Of all the Kings' sponsors, perhaps none is more important than Sleep Train. The respected Rocklin retailer signed a five-year deal in mid-October to put its name on the arena.
Sleep Train replaces Power Balance, which lasted a little over a year. A maker of sports wristbands, Power Balance went bankrupt after getting deluged with lawsuits over dubious product claims. It severed the Kings' deal after paying just $700,000 of the first-year fee of $935,000.
Neither side will say how much Sleep Train is paying, but price is almost beside the point. The five-year commitment, though it has an "out" clause if the team leaves, suggests to some observers a commitment to Sacramento.
"I think Dale Carlsen signing on to be naming-rights partner is one of the most positive things that has happened in years," said Greg Van Dusen, who was a Kings executive before the Maloofs bought control in 1999.
Time for team-building
Van Dusen, now a business consultant, is among those waiting for word from the Maloofs. Along with the arena's original architect and engineer, he's pushing a plan to renovate the 24-year-old facility.
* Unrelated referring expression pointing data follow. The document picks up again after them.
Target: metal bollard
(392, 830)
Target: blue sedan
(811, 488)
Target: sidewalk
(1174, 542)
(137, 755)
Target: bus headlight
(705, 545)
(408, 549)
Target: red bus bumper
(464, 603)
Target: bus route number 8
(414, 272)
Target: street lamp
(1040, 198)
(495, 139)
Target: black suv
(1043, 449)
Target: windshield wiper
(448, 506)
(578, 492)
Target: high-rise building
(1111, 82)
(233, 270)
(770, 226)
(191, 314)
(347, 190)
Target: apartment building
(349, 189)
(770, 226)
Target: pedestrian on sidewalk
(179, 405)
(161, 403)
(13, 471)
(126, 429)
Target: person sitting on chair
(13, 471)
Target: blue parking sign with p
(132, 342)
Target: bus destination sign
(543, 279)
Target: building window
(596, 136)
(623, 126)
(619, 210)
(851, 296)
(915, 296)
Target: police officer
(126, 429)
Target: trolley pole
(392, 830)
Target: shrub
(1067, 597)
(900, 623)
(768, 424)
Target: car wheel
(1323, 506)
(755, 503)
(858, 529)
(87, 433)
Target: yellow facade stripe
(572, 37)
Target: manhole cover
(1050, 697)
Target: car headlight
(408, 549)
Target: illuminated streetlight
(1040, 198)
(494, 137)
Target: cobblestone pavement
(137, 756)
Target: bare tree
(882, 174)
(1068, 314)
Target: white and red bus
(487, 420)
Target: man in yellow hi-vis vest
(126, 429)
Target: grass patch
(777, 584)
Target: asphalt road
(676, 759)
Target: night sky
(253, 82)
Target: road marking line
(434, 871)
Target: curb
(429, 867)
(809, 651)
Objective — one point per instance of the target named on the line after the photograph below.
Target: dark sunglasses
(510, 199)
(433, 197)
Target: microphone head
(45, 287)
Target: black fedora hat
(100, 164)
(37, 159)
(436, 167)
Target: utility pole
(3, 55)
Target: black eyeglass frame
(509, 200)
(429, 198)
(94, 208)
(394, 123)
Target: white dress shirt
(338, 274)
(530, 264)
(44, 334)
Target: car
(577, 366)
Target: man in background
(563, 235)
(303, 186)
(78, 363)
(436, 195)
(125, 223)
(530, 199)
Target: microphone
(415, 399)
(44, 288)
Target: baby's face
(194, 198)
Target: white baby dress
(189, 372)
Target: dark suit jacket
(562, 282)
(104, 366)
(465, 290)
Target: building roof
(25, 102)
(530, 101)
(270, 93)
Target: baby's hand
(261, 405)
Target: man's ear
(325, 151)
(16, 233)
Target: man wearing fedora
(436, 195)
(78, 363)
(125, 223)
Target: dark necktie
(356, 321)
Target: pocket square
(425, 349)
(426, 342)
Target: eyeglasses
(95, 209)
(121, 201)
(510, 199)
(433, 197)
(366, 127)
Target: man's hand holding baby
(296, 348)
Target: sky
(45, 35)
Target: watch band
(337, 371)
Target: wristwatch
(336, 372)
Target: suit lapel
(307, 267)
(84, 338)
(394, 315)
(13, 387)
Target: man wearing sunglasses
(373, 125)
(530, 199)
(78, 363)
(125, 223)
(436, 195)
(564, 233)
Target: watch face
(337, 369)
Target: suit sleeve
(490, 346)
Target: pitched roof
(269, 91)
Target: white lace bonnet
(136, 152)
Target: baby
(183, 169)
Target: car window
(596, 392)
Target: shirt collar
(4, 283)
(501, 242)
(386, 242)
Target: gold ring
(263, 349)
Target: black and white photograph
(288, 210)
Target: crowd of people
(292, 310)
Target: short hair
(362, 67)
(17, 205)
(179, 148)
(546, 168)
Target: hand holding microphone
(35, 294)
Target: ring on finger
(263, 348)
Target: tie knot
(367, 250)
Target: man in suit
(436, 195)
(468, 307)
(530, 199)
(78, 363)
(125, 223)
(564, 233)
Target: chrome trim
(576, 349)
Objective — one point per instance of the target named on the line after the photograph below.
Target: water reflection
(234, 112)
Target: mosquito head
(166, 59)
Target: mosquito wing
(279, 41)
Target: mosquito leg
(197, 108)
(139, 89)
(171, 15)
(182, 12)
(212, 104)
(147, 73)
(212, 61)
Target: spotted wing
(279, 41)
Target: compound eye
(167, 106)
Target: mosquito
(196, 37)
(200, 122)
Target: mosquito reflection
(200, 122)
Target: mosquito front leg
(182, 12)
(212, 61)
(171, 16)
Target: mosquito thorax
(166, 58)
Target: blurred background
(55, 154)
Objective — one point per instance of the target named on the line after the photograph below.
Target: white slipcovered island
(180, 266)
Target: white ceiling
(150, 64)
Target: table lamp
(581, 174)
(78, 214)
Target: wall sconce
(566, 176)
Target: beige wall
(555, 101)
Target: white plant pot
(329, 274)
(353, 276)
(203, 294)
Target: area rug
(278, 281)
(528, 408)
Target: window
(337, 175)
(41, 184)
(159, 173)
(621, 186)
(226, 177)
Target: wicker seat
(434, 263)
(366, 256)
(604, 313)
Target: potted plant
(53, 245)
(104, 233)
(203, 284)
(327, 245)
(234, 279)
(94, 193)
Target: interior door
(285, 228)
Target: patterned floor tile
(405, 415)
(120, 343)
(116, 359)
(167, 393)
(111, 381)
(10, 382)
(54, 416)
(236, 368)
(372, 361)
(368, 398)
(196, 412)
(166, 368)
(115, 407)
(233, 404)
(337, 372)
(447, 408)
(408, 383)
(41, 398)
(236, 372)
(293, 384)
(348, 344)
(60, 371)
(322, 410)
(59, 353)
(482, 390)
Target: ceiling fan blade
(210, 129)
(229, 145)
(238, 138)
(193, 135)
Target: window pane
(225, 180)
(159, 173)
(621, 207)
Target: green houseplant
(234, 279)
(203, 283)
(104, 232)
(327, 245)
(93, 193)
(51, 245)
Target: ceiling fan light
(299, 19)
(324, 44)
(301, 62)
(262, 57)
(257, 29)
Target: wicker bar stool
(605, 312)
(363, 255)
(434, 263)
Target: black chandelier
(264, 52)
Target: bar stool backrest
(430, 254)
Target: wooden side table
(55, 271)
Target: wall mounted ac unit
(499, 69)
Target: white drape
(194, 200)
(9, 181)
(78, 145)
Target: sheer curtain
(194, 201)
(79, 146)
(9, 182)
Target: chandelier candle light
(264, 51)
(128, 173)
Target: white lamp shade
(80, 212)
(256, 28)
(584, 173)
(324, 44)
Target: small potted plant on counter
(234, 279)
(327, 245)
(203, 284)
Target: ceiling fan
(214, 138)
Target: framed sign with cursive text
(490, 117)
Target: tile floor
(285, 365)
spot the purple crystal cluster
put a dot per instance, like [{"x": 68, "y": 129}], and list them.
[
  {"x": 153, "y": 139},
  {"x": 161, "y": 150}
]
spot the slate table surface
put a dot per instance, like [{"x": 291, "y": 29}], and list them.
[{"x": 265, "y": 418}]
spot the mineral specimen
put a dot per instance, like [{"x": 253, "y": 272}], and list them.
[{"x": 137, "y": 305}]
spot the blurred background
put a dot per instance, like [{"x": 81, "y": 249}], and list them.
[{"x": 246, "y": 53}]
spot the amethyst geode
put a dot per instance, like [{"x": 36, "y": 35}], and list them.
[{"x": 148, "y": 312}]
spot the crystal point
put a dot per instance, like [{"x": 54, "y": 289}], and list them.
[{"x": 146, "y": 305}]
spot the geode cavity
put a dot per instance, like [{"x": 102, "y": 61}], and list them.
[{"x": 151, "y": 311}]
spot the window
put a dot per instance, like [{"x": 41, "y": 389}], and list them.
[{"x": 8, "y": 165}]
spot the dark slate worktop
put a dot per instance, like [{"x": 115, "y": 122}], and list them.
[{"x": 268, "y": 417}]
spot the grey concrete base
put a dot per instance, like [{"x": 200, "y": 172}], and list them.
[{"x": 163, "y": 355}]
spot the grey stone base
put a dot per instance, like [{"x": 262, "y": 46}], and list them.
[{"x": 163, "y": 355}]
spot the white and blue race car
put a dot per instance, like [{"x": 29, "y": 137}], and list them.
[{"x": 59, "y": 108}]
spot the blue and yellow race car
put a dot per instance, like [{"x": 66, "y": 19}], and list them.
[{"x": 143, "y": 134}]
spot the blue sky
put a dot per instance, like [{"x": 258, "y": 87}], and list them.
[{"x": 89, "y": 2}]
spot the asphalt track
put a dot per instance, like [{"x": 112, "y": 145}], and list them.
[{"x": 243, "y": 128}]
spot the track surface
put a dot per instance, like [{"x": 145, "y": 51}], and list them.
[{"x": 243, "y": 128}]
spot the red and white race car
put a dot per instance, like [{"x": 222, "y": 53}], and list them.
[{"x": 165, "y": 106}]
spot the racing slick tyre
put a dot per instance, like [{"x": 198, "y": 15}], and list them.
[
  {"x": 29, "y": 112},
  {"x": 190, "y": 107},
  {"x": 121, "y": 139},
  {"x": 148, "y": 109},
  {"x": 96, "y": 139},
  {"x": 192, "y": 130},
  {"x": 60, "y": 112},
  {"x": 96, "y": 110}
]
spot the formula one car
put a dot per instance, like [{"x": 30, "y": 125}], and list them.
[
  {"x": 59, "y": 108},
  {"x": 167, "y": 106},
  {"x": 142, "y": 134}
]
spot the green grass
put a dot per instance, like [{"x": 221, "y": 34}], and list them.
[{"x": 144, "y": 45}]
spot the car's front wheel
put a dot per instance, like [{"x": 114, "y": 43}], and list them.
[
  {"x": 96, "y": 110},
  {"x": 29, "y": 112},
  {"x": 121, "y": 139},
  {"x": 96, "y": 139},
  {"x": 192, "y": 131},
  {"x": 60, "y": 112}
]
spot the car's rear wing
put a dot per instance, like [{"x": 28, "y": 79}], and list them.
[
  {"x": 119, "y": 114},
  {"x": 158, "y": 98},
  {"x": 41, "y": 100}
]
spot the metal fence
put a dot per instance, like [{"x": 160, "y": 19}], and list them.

The Maloofs last spring endorsed the idea of a renovation, but Van Dusen can't get an audience with them.
"They tell us they will meet with us to discuss the renovation. We don't know when. That is up to them," he said.
He said he doesn't fault the Maloofs. He said their silence is probably a legacy of the failure of the downtown project.
"They have been saying, 'Let us focus on (the team) first.' They were really burned out on that (arena) issue," Van Dusen said.
This season, the old arena has a new paint job, free Wi-Fi and other improvements.
As for the team itself, spokesman Troy Hanson said the Kings' player payroll this season will match the NBA's $58 million salary cap. That's a marked improvement over last year's $45 million, the league minimum.
The extra money comes in part from a new revenue-sharing agreement that directs millions of dollars to small-market teams.
Even so, the Kings still struggle to compete financially. Many teams exceed the salary cap, and the Kings' payroll is still among the lowest, according to the website HoopsHype. The Maloofs have lost control of their Las Vegas casino, and Bee research shows the team is about $200 million in debt.
"The revenue-sharing (from the NBA) does allow the Kings to be able to compete better on the court. But I don't think it changes the decision-making process of the Kings wanting a new arena," said Daniel A. Rascher of SportsEconomics LLC consultants in Orinda.
"I don't think it (would) keep the Kings from moving if they end up with a viable offer in a good market," said Rascher, who was on Mayor Kevin Johnson's arena task force.
If they do move, Seattle seems the most likely destination. But even though financier Chris Hansen has a deal for a new arena, hurdles exist. He wants to buy a team; the Maloofs have said the Kings aren't for sale. And the NBA isn't anxious to have the Kings move to Seattle.
Stern called Seattle's arena project "a great development," but added: "I don't have any current view on where such a team comes from."